-
Main
-
-
Memoirs
-
hardcore XXX thong bikini photos,
Pamela Anderson, communist fascist socialist Hitler, barely legal
Jenna Jameson, Ron Jeremy, Samuel L. Jackson, Shaft, Shaq, Carmen
Electra, l337 Jesus, Harry Potter, Frank Sinatra trying to sing John
Lennon Beatles songs, and Osama Bin Laden all work for God, the Bible,
Morpheus, Kazaa, Napster, Hotline, Sony, Neon Genesis Evangelion,
Cowboy Bebop, Dragonball, Playboy, CNN, Nintendo, The Big O hentai
dickgirls bondage anime, Squaresoft, Peter Jennings, Bungie, Blizzard,
Lucas Arts Star Wars Trek, and ESPN nude naked Ally McBeal college
girl preteen high school football virgin cheerleaders developing Korean,
Japanese, and English Ragnarok pc video games for the MacTransformers
GI Joe action Gundam Wing model kits, Charlton Heston celebrity celebrities
Divx DVD, NRA, World of Warcraft, Diablo 2, Starcraft, Wolfenstein,
eTrade, eBay, Castlevania Sega Super Nintendo SNES Genesis Master
System roms, and other MMORPG beta tests including Secret of Legend
of Mana Seiken Densetsu and enjoy sexy sexual sex with hot redhead
ebony lesbian teens while using their gay porn gambling casino gun
XBox emulators which enlarge your penis enlargement even better than
George Bush, Bill Clinton, Vietnam, World War Two, WW2, or The Taliban
of free erotic midget money because they are neither homosexual Gamecube
N64 pornography nor The Lord of The Rings on a PS2 Playstation emulator
warez playing Metal Gear Solid and Super Smash Brothers: Melee for
Dreamcast online stuffed with an Islamic Megaman X maverick essay
under spring break college girls gone wild but it is all for not because
there is no N'SYNC, intosh imac ipod ibooks with cheats and hacks
but without servebots, pikmin, or pokemon, free mp3 beer rape incest
movies on the GBA Game Boy Advance Color, Internet privacy, Beast
Wars
|
God I remember my senior year in high school as if it was just last
year (at the time of the writing it was). Especially when you've got
good friends who enjoy the same things. Well when your dad spends your
whole year in a foreign country, you pretty much get to do what you
want.
This would include smoking about as much weed as you want. I sure as
hell did, and with the cross country I did (I never smoked during the
season) I increased my lung capacity greatly. So I could take some big
tokes. Also with weed, you get weed stories. Which are great, and hysterical.

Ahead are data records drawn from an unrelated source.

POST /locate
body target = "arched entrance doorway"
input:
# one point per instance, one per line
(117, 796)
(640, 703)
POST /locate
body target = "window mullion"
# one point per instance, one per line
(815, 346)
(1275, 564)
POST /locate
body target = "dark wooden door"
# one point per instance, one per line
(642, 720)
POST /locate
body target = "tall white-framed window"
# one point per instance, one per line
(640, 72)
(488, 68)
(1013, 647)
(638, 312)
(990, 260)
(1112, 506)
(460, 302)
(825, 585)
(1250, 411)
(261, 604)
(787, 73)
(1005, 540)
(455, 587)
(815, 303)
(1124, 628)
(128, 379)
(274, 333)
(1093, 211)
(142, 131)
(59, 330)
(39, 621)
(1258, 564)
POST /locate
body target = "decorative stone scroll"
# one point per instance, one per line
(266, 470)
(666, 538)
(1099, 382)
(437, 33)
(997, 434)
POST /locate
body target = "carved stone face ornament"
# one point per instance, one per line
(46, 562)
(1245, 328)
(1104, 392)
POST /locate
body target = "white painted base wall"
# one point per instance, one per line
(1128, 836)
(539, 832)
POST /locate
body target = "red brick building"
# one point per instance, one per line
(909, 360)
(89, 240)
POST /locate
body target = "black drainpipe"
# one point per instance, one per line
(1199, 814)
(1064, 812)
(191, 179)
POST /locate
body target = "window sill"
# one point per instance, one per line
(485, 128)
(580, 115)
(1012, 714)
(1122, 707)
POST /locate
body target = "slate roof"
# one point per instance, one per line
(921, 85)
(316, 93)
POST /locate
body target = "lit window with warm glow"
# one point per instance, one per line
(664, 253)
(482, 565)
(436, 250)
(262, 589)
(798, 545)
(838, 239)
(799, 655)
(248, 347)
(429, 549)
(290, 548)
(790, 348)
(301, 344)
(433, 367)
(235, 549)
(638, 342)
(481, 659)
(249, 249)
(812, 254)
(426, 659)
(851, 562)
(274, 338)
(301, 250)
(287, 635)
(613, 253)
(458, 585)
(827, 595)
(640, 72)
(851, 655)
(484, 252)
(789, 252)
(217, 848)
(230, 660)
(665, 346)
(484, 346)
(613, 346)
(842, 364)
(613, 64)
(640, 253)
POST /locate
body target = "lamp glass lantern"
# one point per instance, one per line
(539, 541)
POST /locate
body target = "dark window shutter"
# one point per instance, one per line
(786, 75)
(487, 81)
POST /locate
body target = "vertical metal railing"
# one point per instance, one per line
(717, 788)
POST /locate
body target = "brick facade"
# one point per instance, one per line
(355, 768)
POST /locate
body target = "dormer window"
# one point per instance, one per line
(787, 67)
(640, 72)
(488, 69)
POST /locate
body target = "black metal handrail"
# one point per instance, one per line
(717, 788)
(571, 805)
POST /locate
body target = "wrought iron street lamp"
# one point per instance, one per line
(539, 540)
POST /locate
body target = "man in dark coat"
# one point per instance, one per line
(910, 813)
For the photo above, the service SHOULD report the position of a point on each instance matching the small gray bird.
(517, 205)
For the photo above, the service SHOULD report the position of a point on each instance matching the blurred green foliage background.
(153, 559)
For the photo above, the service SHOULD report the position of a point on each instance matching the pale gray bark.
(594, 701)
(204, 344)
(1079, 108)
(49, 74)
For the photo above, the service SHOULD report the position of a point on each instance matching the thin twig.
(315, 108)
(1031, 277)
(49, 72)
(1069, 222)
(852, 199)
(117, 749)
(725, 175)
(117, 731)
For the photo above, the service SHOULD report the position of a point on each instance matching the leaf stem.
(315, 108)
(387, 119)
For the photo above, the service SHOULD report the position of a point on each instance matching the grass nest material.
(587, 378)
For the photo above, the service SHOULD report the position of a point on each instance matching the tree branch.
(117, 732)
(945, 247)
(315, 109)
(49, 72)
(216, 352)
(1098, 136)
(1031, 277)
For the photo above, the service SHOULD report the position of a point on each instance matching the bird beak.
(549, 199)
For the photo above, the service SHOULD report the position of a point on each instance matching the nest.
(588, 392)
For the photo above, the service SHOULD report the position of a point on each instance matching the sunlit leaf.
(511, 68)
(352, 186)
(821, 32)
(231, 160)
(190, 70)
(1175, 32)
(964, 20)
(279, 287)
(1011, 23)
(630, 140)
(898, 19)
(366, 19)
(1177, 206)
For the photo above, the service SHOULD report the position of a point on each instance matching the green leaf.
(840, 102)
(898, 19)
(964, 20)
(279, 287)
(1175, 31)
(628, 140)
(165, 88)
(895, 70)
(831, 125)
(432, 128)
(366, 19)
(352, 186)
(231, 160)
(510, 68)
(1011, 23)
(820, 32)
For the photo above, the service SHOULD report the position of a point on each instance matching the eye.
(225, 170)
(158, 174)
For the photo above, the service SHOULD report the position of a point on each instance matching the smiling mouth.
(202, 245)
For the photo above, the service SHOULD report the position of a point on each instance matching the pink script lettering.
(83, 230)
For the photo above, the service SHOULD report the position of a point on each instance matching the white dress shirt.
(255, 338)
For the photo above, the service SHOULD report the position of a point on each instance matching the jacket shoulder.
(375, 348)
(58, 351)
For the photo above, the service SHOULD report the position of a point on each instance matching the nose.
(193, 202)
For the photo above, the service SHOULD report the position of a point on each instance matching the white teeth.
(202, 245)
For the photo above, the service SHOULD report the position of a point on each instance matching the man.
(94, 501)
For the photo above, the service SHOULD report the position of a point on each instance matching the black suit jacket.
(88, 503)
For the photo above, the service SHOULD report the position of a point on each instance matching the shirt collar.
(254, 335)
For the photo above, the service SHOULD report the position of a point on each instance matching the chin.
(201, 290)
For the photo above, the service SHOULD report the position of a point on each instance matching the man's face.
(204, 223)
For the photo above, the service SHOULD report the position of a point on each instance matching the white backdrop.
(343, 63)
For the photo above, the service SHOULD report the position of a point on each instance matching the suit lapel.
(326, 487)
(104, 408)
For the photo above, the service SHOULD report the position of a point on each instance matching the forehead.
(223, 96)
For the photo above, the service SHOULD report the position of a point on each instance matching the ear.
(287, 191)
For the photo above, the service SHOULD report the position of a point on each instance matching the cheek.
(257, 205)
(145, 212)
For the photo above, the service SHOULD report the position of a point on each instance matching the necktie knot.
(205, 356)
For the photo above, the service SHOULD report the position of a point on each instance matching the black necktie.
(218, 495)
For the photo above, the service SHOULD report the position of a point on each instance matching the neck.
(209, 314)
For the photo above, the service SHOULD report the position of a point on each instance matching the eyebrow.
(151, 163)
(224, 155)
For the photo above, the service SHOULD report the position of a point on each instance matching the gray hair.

I am going to tell you about one of them.
Well my friend came over, and we knew exactly what were planned to
do, smoke weed, and go get some food. We did exactly that. It was good
weed as well. We got higher than a kite, and sure enough we got hungrier
than a pack of wolves. So what did we do? We took a little trip over
to the local Kentucky Fried Chicken. The whole while i'm sitting gigling
at every little thing.
Now this story does have a point, and I'm fastly approaching it. We
finally got in the drive through line, and now my friend is getting
a little paranoid because i'm still laughing at every little fucking
thing. So he turns to me and says alright man, you gotta be quiet or
else we'll get in trouble. So I say fine, now I don't know if the drive
through guy knew we were high, but I suspect he did because he was the
coolest drive through guy I've ever talked to. He let me take 5 minutes
to decide what I wanted to eat, and he gave me huge portions, well at
least they seemed huge.
Now the point of this sotry is this. That was the BEST! KFC I have
ever had in my life. The biscuits were magnificent, and the extra spicy
chicken was damn sexy. So If you have some KFC and it tastes a little
bland go get high nad i'm sure you'll enjoy it.